Up until this point doctors have been using the generic diagnosis of Epidermal Nevus Syndrome, however after seeing him today they confirmed (to the best of their knowledge) what I diagnosed him with months ago, Linear Nevus Sebaceous Syndrome (aka Schimmelpenning Syndrome). See my link for more detailed information about the syndrome. Zacchaio had blood drawn today and will have a tissue biopsy in the near future to test and isolate the genetic mutation that caused his syndrome. Only those results can truly confirm his diagnosis. Today's genetic test costs $4,400 and I'm keeping my fingers crossed that insurance is as generous today as they have been in the past!
In regards to Zacchaio's diagnosis, I'm conflicted with my feelings. On one hand I'm relieved because there were far worse syndromes under the Epidermal Nevus Syndrome umbrella that he could have potentially had. At the same time, I've exhausted my research on his condition and know the many ways it can manifest in the future... and it's scary. So I take a few deep breaths and remind myself to continue taking it a day at a time.
Although they were unofficial measurements, the genetics doctor measured the lengths of Zacchaio's limbs, among other things, and they have in fact grown longer than their left-sided counterparts. That's what I was afraid of. His hemihypertrophy is in full swing.
His right leg is 1cm longer than his left. His right arm is 0.5cm longer than his left. His right hand and right foot are also marginally bigger than the left hand and foot. I can't quite recall those measurements.
We cannot, nor can the geneticist, qualify the measurements or speak to which direction his care is now headed. We at least got an orthopedist consult so we'll know more at a later time.
Overall, our geneticists will serve as a kind of orchestrator throughout Zacchaio's journey. They'll collaborate with all the other specialties and recommend further radiological testing to continue to monitor the growth of his organs and any newly developing malformations.
|Zacchaio's over-growing right hand, needle-stuck left arm, |
and his incredibly sweet disposition during his appointments.
In other news, I forgot to write about us going to see a homeopathic doctor last week.
I always thought of homeopathy as a bunch of hocus-pocus. That is, until I saw a homeopath in June of last year as a last-ditch effort to aid in my morning sickness and neurotic behavior (sorry, babe) while pregnant.
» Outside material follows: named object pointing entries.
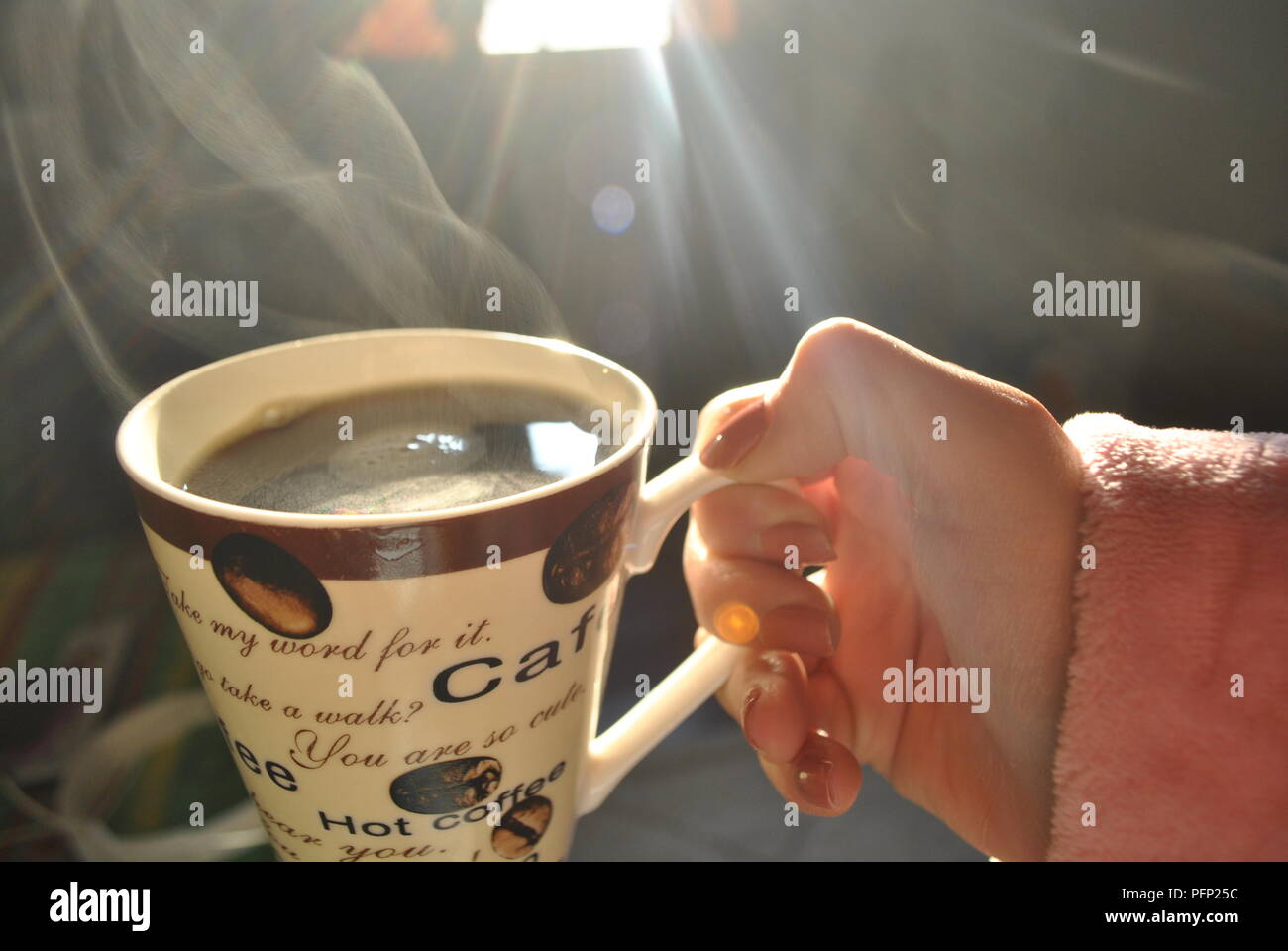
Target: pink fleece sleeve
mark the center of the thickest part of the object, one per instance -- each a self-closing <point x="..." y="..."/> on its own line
<point x="1188" y="596"/>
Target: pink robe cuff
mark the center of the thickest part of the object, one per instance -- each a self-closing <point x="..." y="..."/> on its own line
<point x="1185" y="609"/>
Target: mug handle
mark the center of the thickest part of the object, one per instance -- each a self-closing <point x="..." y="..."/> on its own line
<point x="616" y="752"/>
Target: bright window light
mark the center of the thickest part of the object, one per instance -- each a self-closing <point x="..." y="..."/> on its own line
<point x="527" y="26"/>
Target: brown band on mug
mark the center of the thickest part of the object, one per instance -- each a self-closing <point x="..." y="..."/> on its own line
<point x="408" y="551"/>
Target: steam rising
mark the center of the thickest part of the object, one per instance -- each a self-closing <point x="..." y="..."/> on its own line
<point x="224" y="166"/>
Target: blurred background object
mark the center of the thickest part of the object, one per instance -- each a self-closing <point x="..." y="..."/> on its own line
<point x="665" y="175"/>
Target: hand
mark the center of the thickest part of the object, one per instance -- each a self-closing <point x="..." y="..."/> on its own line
<point x="951" y="552"/>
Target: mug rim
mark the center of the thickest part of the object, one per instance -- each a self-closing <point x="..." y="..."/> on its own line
<point x="241" y="513"/>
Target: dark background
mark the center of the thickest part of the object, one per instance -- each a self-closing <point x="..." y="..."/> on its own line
<point x="768" y="170"/>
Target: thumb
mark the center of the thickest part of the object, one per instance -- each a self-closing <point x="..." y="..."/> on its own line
<point x="854" y="390"/>
<point x="798" y="427"/>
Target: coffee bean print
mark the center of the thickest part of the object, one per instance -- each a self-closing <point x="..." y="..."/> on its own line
<point x="271" y="585"/>
<point x="588" y="552"/>
<point x="450" y="787"/>
<point x="522" y="827"/>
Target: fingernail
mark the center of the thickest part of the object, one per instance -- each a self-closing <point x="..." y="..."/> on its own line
<point x="806" y="541"/>
<point x="748" y="703"/>
<point x="800" y="629"/>
<point x="737" y="437"/>
<point x="814" y="774"/>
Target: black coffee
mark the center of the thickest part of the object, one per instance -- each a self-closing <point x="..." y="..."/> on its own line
<point x="403" y="450"/>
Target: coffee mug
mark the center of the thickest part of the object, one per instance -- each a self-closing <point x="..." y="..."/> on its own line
<point x="423" y="686"/>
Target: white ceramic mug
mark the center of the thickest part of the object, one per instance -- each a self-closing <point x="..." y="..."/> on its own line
<point x="419" y="686"/>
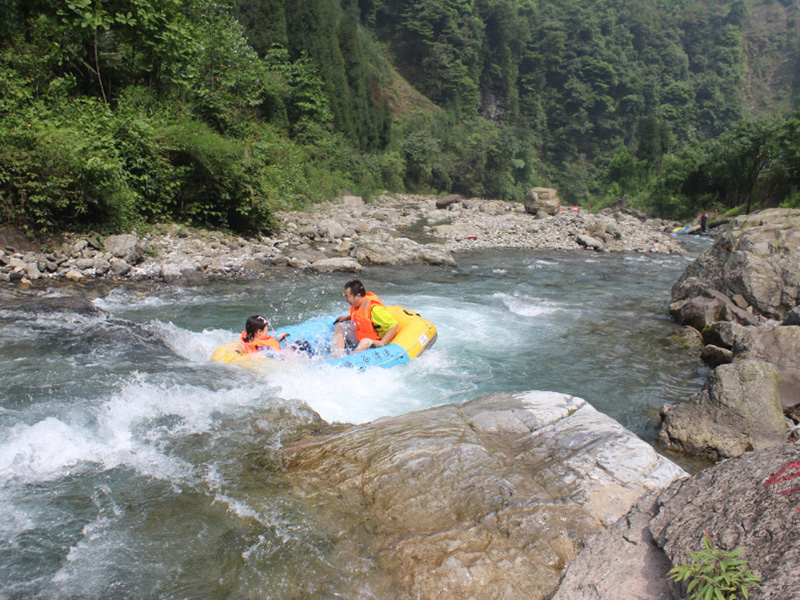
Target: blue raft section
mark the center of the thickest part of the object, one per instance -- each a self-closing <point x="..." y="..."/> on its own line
<point x="689" y="229"/>
<point x="414" y="336"/>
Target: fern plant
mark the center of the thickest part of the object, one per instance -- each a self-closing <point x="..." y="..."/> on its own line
<point x="715" y="574"/>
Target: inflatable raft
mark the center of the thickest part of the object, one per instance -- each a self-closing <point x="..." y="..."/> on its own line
<point x="414" y="336"/>
<point x="688" y="229"/>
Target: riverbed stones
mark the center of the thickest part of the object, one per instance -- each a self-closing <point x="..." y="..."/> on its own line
<point x="490" y="499"/>
<point x="390" y="229"/>
<point x="542" y="201"/>
<point x="751" y="502"/>
<point x="738" y="410"/>
<point x="755" y="257"/>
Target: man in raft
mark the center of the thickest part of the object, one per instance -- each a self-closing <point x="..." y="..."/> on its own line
<point x="369" y="324"/>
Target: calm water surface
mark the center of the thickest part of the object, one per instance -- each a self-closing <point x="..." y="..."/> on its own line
<point x="132" y="467"/>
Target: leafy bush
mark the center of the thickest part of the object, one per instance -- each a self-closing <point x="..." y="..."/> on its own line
<point x="715" y="574"/>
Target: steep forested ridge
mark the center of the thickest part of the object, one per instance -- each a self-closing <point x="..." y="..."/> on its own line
<point x="117" y="113"/>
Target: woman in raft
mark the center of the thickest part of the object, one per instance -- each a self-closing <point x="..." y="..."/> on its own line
<point x="256" y="338"/>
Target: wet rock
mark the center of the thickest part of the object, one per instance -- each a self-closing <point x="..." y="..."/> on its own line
<point x="590" y="243"/>
<point x="335" y="265"/>
<point x="383" y="249"/>
<point x="714" y="356"/>
<point x="779" y="346"/>
<point x="687" y="337"/>
<point x="755" y="257"/>
<point x="124" y="246"/>
<point x="120" y="267"/>
<point x="489" y="499"/>
<point x="750" y="502"/>
<point x="542" y="201"/>
<point x="446" y="201"/>
<point x="738" y="410"/>
<point x="707" y="306"/>
<point x="792" y="317"/>
<point x="622" y="562"/>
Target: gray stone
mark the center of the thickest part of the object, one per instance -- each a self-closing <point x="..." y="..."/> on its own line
<point x="621" y="563"/>
<point x="124" y="246"/>
<point x="335" y="265"/>
<point x="542" y="201"/>
<point x="589" y="242"/>
<point x="119" y="267"/>
<point x="781" y="347"/>
<point x="738" y="410"/>
<point x="487" y="500"/>
<point x="750" y="502"/>
<point x="446" y="201"/>
<point x="715" y="356"/>
<point x="688" y="337"/>
<point x="756" y="257"/>
<point x="792" y="317"/>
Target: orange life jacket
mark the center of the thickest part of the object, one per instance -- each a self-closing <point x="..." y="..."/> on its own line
<point x="362" y="317"/>
<point x="256" y="345"/>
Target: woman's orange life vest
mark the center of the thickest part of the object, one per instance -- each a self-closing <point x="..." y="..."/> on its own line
<point x="362" y="317"/>
<point x="256" y="345"/>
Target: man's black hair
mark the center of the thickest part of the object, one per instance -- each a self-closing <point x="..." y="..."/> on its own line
<point x="356" y="287"/>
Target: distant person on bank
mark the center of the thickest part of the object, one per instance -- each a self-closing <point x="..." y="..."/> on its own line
<point x="369" y="324"/>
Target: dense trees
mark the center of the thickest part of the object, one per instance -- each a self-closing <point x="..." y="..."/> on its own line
<point x="116" y="113"/>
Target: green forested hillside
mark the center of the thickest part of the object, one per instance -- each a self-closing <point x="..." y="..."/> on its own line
<point x="119" y="113"/>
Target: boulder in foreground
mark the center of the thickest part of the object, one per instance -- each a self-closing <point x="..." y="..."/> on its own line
<point x="489" y="499"/>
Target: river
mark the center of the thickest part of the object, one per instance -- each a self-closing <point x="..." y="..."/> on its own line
<point x="132" y="467"/>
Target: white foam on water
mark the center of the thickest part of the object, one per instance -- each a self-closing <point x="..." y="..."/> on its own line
<point x="118" y="299"/>
<point x="345" y="395"/>
<point x="127" y="430"/>
<point x="526" y="306"/>
<point x="192" y="345"/>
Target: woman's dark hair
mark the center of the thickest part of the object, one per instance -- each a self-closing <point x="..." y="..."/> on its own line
<point x="253" y="326"/>
<point x="356" y="287"/>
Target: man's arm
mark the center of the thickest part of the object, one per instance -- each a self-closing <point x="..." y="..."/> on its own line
<point x="385" y="322"/>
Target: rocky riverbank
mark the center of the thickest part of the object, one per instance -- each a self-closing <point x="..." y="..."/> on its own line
<point x="343" y="235"/>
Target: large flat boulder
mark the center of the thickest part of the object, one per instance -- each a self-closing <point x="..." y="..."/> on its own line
<point x="751" y="502"/>
<point x="489" y="499"/>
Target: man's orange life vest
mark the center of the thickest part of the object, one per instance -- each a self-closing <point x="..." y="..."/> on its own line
<point x="362" y="317"/>
<point x="254" y="346"/>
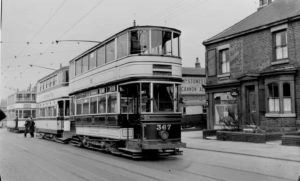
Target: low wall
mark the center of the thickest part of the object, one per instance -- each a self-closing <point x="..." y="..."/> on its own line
<point x="291" y="139"/>
<point x="247" y="137"/>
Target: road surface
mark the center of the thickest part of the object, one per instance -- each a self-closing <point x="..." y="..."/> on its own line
<point x="33" y="159"/>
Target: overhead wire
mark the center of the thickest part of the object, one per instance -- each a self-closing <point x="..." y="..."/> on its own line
<point x="77" y="22"/>
<point x="43" y="26"/>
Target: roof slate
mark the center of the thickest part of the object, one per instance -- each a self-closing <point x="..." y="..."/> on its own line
<point x="193" y="71"/>
<point x="278" y="10"/>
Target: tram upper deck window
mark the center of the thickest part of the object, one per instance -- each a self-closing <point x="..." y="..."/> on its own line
<point x="175" y="45"/>
<point x="78" y="107"/>
<point x="85" y="107"/>
<point x="78" y="66"/>
<point x="112" y="103"/>
<point x="92" y="62"/>
<point x="122" y="46"/>
<point x="93" y="108"/>
<point x="67" y="107"/>
<point x="110" y="51"/>
<point x="102" y="104"/>
<point x="27" y="113"/>
<point x="163" y="97"/>
<point x="101" y="56"/>
<point x="85" y="63"/>
<point x="161" y="42"/>
<point x="139" y="42"/>
<point x="33" y="114"/>
<point x="145" y="95"/>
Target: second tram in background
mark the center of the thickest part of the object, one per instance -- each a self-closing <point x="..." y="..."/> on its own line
<point x="125" y="93"/>
<point x="20" y="106"/>
<point x="53" y="104"/>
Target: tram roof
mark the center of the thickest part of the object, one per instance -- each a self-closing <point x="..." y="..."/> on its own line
<point x="127" y="29"/>
<point x="54" y="72"/>
<point x="186" y="71"/>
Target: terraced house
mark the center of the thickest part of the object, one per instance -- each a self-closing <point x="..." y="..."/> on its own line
<point x="253" y="69"/>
I went in with a hopeless attitude to say the least, and couldn't wait for my grand moment to announce an operatic, "I told you so!" to my husband. The thing is, my moment to bask in my own right-ness never came. Though unable to be proven by modern science, the hocus-pocus "10 times smacked vial, 7 drops dropped, and 15-second stirred" remedy fixed me. What?!
Considering my son has only one of the most rare genetic neuro-cutaneous disorders known to man, I figured a little hocus-pocus on him couldn't hurt; so we took him in.
We're currently day 6 into his initial 20-day remedy loading period, and although we haven't witnessed a miracle (I never expected one) I do think we're seeing some progress! Seriously? Zacchaio's right leg overgrowth (thickness) doesn't seem to be as stark of a contrast to his left leg as I last remember. The homeopathic doctor (who is a homeopath and an MD) says we should give the remedy three months to do what its capable of, and if after giving it adequate time we see no difference, we can try a different remedy. The bottom line is if someone told me that rubbing maple syrup on my son three times a day would help his condition even in the slightest, I would do it... while eating french toast. :)
God continues to guide us daily in our care of Zacchaio, and though it's not my strong suit, I am finally being a good listener. (God, please remember to add a gold star to my reward chart!)